TAMPA — The Bucs let their displeasure with Panthers CB Dante Wesley be known after he viciously hit RB Clifton Smith in Sunday's 28-21 loss to Carolina.
On Monday, Wesley heard it from the NFL.
After launching himself into Smith with an illegal hit that left the unsuspecting second-year return man with a concussion and an injured throat, Wesley was suspended by the league for one game without pay for what was termed a flagrant violation of player safety rules. Based on Wesley's salary, the fine is $38,750.
Ray Anderson, NFL executive vice president of operations, addressed Wesley in a letter, saying, "The prohibited contact in this case went well beyond simply interfering with the receiver. … Your actions are of particular concern in light of the emphasis that our office has placed on developing and enforcing rules designed to protect players from … head and neck injuries."
Wesley hit Smith as he was looking up, preparing to field a punt. Simply hitting Smith before he could catch the ball was an infraction. But by leaving his feet and leading with his forearm — which hit Smith's throat — Wesley went well beyond the rules.
Coach Raheem Morris said it was too early to predict Smith's availability for Sunday's game against the Patriots in London, but Smith temporarily lost consciousness and had trouble speaking after the game because of the blow to his throat.
The hit touched off a melee late in the second quarter, and more fines could be issued. Several Bucs, including CB Aqib Talib, had to be restrained in the aftermath. Morris said Wesley threw a punch at Talib, sparking his animated reaction.
Wesley was penalized for the play and ejected from the game by referee John Parry.

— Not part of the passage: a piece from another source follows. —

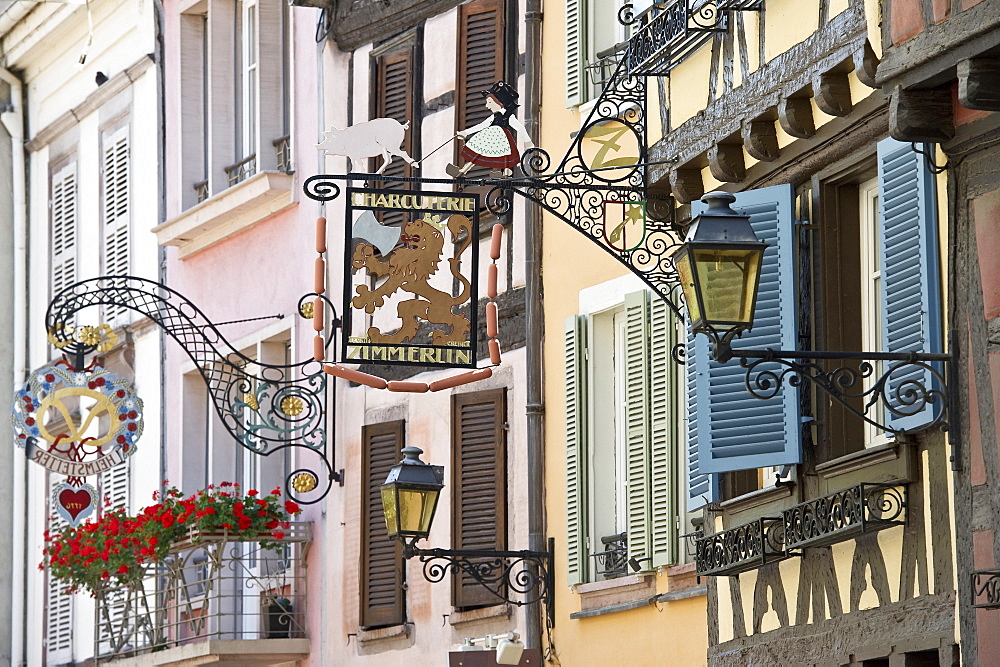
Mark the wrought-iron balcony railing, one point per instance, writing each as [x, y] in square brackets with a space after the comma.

No Freeman yet: First-round pick Josh Freeman might be the starting quarterback at some point this season, but it won't be this week.
"Josh Freeman's got to wait his turn," Morris said. He seemed resistant to even insert Freeman into the game, citing the short week of preparation (Friday will be lost because of the long flight to London).

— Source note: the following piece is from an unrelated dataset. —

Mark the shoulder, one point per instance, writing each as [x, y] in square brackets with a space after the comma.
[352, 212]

Asked if QB Josh Johnson took a step back against the Panthers in his third NFL start, Morris defended his second-year quarterback. Johnson was 11-of-17 for 147 yards but was ineffective on third downs and again missed on deep balls.
"It's definitely challenging to get two young guys going, two young guys motivated to play, but Josh (Johnson) knows if he plays well, he can be the quarterback," Morris said. "Freeman has to wait his turn. (Johnson) just has to go out there and play. Josh (Johnson) is the quarterback. We got a short week going. It's New England. Josh can't worry about that. Josh (Johnson) has to focus on playing well while he's in there."
No questions asked: The NFL television blackout policy — that home games must be sold out 72 hours before kickoff to air in the local market — is apparently based on the honor system. If a team tells the league they have met the deadline, the blackout is lifted, no questions asked.
The Bucs told the league Wednesday that the Carolina game was sold out. The Bucs announced a paid attendance of 62,422, but according to the Tampa Sports Authority, which operates the stadium, actual attendance was 42,847.
"It's based on tickets sold," said Dan Masonson, the NFL's corporate communications manager. "(The Bucs) are telling us it's a sellout. Our office speaks to each club every week. If we're hearing the tickets are sold, then the tickets are sold."
Bucs officials have declined to identify who is paying for all of the empty seats.
Times staff writer Rodney Page contributed to this report.